Und man sollte sich schon überlegen, wie die Verteilung des Energieeinsatzes ist. Wenn man bei manchen Bauten soviel Kapazität vorhalten würde, dass immer 100 % erneuerbar möglich sind, heisst das, dass die allermeiste Zeit ein signifikanter Anteil der Kapazität brach liegt. Und da es derzeit nur begrentzte Kapazität für den Neubau erneuerbarer Energien gibt, sollte man sich schon überlegen, wie man de am besten verteilt. Da erscheinen Hybride, die ein paar Prozent der Zeit auch nicht-erneuerbare Energien verwenden, aber dafür deutlich weniger erneuerbare Kapazität binden, derzeit in der Gesamtbetrachtung günstiger zu sein.

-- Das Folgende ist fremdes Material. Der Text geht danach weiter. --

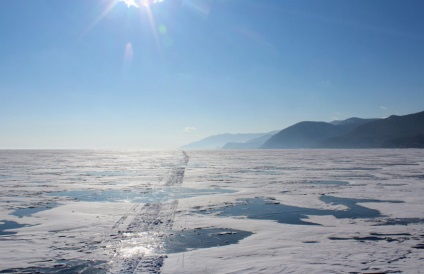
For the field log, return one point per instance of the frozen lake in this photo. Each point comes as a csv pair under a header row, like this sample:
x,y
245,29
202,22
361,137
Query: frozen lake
x,y
257,211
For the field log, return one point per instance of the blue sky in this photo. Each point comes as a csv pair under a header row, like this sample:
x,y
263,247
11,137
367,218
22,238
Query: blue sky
x,y
94,74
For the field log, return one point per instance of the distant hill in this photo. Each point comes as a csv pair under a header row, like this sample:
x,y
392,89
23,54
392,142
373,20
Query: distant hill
x,y
393,132
250,144
302,135
218,141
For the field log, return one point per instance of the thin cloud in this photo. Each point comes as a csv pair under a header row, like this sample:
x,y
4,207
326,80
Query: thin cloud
x,y
190,129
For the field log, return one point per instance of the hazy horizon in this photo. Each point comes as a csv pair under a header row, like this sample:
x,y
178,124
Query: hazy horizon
x,y
130,75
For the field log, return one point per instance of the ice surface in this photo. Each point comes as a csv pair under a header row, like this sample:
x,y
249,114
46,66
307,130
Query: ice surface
x,y
44,232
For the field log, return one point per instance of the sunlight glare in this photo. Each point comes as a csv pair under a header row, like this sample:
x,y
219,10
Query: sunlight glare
x,y
130,3
138,3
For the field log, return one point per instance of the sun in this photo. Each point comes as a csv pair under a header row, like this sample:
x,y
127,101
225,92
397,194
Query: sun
x,y
131,3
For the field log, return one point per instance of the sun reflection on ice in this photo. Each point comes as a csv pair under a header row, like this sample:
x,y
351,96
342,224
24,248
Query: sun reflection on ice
x,y
139,245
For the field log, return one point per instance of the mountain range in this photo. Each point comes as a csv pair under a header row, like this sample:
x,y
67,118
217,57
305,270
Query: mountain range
x,y
393,132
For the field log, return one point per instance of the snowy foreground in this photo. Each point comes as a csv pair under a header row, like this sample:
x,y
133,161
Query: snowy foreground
x,y
264,211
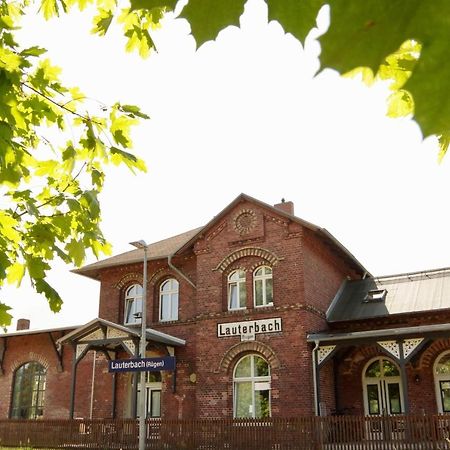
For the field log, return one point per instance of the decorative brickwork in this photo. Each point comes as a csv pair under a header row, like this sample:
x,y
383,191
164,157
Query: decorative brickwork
x,y
248,347
128,279
267,255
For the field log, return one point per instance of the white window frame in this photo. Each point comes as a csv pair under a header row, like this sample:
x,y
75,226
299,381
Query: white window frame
x,y
263,278
437,380
132,298
172,296
382,383
239,283
254,380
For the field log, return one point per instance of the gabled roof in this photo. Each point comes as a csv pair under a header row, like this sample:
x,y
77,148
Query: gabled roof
x,y
322,232
84,331
156,250
180,243
395,294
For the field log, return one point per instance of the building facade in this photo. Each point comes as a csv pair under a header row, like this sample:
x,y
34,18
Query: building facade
x,y
266,315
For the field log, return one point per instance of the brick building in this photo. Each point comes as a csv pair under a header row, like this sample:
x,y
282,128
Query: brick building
x,y
265,314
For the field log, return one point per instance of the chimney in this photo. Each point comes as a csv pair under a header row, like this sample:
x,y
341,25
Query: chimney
x,y
22,324
287,207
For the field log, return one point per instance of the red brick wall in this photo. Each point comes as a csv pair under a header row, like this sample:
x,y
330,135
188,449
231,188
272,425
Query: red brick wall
x,y
306,276
37,347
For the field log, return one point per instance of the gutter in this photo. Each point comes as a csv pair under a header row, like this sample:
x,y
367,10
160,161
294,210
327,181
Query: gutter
x,y
315,377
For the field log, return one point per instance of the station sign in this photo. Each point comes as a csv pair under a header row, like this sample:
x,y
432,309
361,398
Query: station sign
x,y
249,328
142,364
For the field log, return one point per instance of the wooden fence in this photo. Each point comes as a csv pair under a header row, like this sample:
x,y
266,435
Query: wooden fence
x,y
304,433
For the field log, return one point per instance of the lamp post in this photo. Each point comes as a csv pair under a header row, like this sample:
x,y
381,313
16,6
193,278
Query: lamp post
x,y
143,343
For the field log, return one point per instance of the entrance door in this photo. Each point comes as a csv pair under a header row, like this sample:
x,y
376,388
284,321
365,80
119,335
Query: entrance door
x,y
153,386
382,388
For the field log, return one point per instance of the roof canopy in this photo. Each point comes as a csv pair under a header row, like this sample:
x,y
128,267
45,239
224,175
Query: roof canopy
x,y
109,336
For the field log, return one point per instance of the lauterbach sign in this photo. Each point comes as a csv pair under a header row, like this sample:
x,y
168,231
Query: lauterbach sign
x,y
142,364
249,328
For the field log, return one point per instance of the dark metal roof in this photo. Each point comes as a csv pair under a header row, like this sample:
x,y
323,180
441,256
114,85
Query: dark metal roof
x,y
442,329
405,293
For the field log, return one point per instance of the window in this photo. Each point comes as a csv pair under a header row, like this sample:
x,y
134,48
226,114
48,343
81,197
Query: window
x,y
133,304
262,286
376,295
153,386
251,388
237,293
442,382
168,300
28,392
382,388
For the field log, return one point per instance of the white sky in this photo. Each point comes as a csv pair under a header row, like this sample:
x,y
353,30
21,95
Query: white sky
x,y
244,114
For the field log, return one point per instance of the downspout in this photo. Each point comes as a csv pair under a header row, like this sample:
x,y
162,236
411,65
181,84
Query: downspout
x,y
315,383
178,271
91,406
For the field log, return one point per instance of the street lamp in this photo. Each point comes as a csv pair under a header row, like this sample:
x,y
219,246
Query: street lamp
x,y
143,343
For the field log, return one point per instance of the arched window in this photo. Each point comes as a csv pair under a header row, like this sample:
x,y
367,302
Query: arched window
x,y
28,391
237,293
382,387
133,304
262,286
251,388
441,373
168,300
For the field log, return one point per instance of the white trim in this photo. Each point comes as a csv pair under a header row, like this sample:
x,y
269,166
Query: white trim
x,y
259,382
264,279
174,288
436,380
238,283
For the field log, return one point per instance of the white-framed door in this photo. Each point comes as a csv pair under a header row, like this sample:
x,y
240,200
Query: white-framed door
x,y
441,372
382,388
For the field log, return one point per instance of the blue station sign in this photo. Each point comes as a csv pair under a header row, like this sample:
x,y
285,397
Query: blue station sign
x,y
142,364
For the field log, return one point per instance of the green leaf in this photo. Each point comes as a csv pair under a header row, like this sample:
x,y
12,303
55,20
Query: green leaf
x,y
36,267
5,317
49,8
207,18
134,111
54,300
102,22
364,33
296,17
33,51
168,5
16,272
444,143
75,249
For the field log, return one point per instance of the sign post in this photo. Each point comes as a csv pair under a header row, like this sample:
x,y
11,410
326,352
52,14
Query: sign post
x,y
142,364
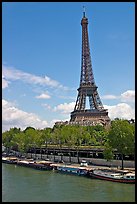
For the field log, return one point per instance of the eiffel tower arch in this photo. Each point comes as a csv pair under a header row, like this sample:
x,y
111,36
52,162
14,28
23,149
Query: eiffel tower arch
x,y
95,114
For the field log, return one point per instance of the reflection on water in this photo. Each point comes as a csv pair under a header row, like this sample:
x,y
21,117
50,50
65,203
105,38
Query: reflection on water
x,y
22,184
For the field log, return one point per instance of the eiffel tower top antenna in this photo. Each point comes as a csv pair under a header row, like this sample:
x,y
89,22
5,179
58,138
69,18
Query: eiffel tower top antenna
x,y
84,11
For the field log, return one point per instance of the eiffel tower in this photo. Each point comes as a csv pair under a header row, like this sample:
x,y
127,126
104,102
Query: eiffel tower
x,y
96,114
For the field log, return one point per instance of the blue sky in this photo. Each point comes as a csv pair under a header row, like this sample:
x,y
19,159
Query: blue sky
x,y
41,59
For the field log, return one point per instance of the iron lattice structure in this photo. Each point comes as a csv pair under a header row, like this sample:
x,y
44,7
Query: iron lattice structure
x,y
96,114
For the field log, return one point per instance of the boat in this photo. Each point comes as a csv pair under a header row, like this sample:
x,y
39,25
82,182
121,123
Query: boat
x,y
9,160
72,170
113,176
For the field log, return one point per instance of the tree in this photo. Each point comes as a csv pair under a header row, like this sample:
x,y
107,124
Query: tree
x,y
121,137
8,136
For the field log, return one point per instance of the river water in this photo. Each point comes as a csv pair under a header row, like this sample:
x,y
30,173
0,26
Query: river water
x,y
22,184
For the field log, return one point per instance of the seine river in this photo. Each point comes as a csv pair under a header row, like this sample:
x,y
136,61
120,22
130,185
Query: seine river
x,y
22,184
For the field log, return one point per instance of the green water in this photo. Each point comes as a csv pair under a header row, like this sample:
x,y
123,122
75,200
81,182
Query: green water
x,y
22,184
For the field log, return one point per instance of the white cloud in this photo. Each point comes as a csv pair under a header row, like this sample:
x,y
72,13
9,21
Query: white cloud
x,y
43,96
65,108
109,97
121,110
128,96
46,106
14,117
11,73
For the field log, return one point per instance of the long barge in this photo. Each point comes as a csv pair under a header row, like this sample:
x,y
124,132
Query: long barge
x,y
91,172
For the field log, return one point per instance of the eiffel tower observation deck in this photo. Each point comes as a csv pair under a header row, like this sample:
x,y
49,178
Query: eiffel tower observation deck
x,y
95,113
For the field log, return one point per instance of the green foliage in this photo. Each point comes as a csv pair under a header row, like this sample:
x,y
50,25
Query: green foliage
x,y
122,136
108,152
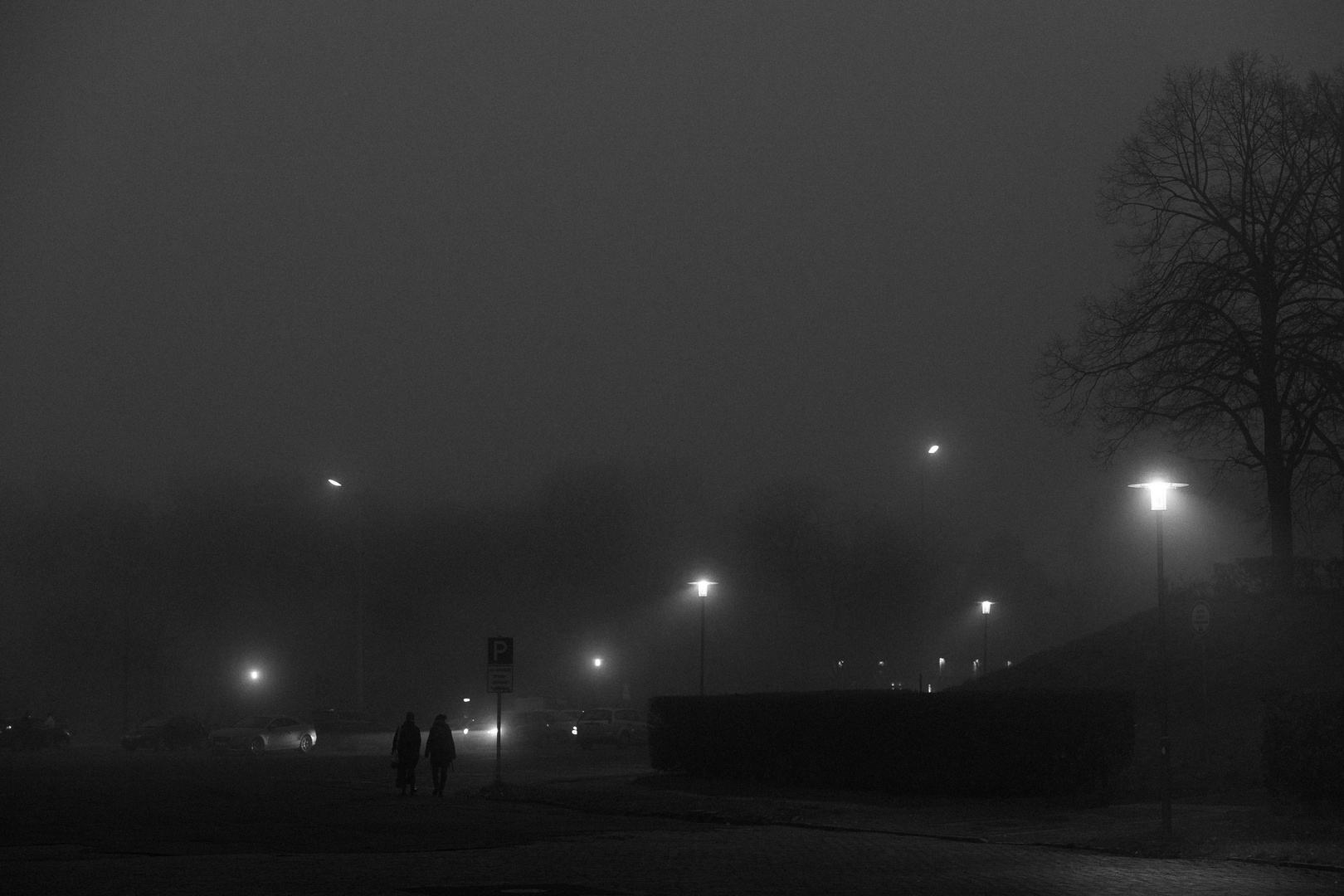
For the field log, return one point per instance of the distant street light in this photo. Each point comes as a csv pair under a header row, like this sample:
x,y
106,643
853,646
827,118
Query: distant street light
x,y
359,598
1157,490
923,486
702,589
984,653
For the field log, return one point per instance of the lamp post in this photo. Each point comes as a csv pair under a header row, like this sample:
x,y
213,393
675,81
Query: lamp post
x,y
359,599
1157,490
984,653
923,488
702,589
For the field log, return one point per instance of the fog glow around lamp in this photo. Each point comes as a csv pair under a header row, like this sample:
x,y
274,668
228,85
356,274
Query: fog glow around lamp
x,y
1157,490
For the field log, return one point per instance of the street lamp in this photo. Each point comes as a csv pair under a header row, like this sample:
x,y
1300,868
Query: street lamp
x,y
984,653
359,598
702,589
923,486
1157,490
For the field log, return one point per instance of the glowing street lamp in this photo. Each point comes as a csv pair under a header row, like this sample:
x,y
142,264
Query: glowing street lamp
x,y
923,488
984,653
702,590
359,598
1157,490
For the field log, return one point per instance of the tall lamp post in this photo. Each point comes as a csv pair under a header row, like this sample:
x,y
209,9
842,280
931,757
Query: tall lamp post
x,y
702,589
923,488
984,653
359,599
1157,490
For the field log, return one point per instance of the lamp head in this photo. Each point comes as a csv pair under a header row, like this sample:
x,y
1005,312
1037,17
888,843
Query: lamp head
x,y
1157,490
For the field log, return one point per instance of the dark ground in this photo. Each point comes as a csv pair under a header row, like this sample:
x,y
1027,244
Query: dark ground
x,y
91,818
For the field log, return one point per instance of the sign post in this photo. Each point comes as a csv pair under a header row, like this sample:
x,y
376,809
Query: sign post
x,y
499,680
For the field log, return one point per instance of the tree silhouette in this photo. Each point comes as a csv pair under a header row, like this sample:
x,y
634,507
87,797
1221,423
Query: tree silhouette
x,y
1225,338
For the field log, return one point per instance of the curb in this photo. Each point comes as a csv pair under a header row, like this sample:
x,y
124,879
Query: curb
x,y
1248,860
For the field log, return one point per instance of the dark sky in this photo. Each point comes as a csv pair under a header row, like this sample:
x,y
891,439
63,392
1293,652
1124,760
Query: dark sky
x,y
446,247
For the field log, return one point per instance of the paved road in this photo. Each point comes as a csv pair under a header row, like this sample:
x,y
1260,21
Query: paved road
x,y
301,825
711,860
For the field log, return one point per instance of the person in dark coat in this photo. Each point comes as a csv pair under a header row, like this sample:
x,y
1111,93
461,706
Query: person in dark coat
x,y
441,751
407,752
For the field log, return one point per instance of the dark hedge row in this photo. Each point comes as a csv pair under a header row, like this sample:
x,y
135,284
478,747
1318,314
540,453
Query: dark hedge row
x,y
964,743
1303,747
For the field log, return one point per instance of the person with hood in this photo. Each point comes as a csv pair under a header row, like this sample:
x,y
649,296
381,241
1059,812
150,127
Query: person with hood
x,y
407,752
441,751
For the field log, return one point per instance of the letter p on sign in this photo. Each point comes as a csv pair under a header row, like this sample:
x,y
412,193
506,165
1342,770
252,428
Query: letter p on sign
x,y
499,652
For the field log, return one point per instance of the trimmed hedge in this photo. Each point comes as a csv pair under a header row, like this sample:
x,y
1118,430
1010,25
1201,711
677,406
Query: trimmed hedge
x,y
957,743
1303,747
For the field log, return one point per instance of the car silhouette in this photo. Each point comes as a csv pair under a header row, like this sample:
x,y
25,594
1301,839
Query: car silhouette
x,y
264,733
166,733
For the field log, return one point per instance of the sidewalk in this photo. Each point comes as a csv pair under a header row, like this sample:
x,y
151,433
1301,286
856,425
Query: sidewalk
x,y
1239,826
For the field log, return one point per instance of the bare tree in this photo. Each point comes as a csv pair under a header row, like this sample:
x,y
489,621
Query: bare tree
x,y
1222,338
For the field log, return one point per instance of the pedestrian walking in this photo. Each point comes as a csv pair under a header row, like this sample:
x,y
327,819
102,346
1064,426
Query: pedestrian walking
x,y
441,751
407,754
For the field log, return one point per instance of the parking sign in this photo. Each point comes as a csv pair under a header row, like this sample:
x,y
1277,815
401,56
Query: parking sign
x,y
499,652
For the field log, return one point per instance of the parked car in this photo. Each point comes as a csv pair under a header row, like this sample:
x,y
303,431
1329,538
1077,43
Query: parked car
x,y
30,733
264,733
166,733
621,727
537,727
342,722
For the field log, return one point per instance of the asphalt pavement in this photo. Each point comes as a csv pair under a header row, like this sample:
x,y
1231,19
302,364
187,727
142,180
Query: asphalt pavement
x,y
569,821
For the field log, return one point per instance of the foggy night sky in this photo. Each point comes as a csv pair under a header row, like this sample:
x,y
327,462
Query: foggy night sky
x,y
444,247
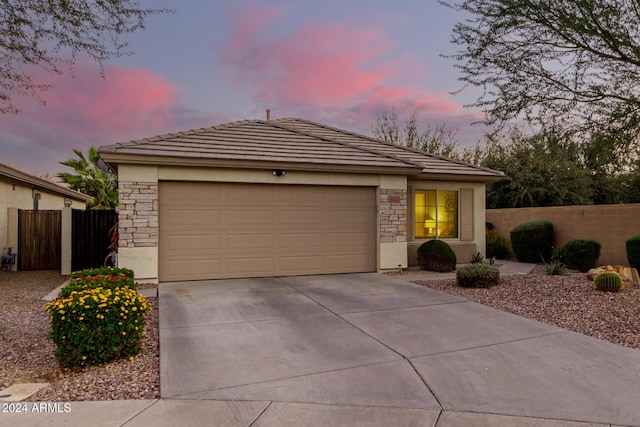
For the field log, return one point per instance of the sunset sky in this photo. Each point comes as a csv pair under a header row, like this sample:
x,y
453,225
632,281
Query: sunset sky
x,y
337,62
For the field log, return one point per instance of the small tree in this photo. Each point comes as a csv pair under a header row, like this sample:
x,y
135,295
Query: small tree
x,y
49,35
439,140
90,179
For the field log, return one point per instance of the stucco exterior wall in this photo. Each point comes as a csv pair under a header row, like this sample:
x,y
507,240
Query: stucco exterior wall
x,y
611,225
138,208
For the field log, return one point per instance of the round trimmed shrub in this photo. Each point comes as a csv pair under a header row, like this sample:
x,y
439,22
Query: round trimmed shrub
x,y
497,245
436,255
608,281
580,254
477,276
633,252
532,241
98,325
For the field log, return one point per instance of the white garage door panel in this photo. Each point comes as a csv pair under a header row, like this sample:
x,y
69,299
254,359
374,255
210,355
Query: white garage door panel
x,y
219,230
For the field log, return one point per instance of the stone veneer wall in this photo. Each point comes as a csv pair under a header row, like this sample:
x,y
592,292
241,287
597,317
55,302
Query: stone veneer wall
x,y
393,216
138,214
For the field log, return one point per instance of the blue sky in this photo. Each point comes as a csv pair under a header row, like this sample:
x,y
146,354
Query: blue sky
x,y
341,63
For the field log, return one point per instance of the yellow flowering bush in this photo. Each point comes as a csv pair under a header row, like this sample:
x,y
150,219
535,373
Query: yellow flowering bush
x,y
97,325
107,277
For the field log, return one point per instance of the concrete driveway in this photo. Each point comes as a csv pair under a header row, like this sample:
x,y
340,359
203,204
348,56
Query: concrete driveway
x,y
372,349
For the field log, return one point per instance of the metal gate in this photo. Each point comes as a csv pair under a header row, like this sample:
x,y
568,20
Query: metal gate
x,y
39,234
90,237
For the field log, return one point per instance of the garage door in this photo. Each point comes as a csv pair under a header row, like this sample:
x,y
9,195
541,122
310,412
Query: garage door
x,y
211,230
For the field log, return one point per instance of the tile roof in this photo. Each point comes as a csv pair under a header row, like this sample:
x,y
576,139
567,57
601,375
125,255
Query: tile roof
x,y
433,165
290,142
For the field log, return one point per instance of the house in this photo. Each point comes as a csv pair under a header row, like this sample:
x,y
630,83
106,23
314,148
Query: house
x,y
19,190
286,197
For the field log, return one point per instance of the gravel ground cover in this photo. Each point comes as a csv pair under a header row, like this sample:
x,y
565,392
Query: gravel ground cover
x,y
26,351
570,302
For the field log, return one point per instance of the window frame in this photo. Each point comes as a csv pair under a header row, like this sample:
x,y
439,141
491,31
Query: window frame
x,y
437,190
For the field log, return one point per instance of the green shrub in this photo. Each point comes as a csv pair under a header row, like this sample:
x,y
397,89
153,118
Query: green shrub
x,y
95,326
532,241
478,276
476,257
556,268
109,281
102,270
608,281
633,252
497,245
580,254
436,255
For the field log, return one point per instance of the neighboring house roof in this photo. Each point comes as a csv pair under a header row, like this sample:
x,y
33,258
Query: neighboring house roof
x,y
287,143
16,176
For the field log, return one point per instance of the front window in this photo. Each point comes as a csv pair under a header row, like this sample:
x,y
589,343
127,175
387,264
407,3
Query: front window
x,y
436,214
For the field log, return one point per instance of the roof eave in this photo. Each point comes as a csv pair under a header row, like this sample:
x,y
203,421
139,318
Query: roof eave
x,y
459,177
113,160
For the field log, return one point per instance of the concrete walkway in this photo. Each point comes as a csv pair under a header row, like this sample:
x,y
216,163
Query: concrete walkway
x,y
363,349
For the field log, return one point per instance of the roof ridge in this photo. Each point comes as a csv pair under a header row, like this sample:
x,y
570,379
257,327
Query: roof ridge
x,y
403,147
346,144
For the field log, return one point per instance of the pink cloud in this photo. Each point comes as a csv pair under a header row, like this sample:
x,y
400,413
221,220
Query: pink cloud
x,y
324,65
86,110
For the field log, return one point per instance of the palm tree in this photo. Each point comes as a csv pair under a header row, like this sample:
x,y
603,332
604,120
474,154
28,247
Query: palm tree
x,y
90,179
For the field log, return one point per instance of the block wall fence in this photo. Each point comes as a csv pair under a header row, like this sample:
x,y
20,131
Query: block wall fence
x,y
611,225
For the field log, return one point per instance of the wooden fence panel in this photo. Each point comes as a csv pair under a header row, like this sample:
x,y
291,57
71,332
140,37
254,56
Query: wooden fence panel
x,y
90,238
39,236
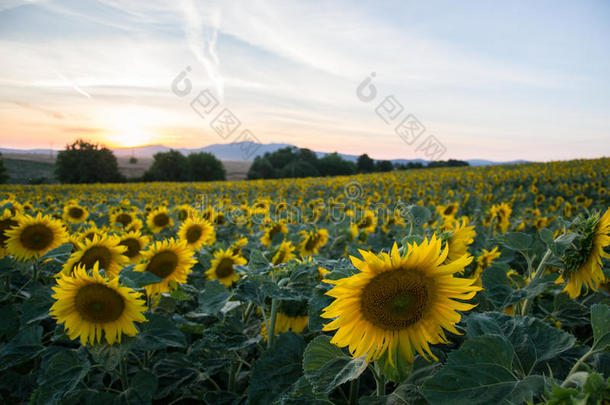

Ich finde der Beleg dafür, dass es grundsätzlich geht, ist dadurch erbracht, dass jeder Gebäudetyp bereits mehrfach mit 100% EE umgesetzt wurde (nicht gleichbedeutend mit 100% Energiegewinnung vor Ort).
Zur Zeit bestehen Lieferschwirigkeiten bei vielen EE-Anlagen(komponenten), hier wird aber der Markt nachsteuern. Bei steigender Nachfrage (ist gegeben) wird das Angebot nachziehen. Entsprechende regulatorische Anforderungen würden dies sicherlich noch Beschleunigen.
Jede Heizungsanlage wird entsprechend des maximalen Leistungbedarfes geplant und eingebaut, das ist bei Gas- und Ölkesseln nicht anders als bei Wärmepumpen (wobei die Wärmepumpenleistung abhängig ist von der Temperatur der Wärmequelle, bei Kesseln ist die verfügbare Leistung konstant).
Eine hybride Anlage besteht aus mehr Komponenten (mehr MSR-Technik, mehr Rohrleitungen + Tank oder Gasanschluss), führt zu mehr Betriebsführungsaufwand (mehr Wartungen + Schornsteinfeger usw.).
Das „Nadelöhr“ ist ehr die erforderlichen Leistungen aus dem Stromnetz, hier werden noch viel mehr EE-Stromproduktionsanlagen (vor allem Windkraftanlagen) benötigt.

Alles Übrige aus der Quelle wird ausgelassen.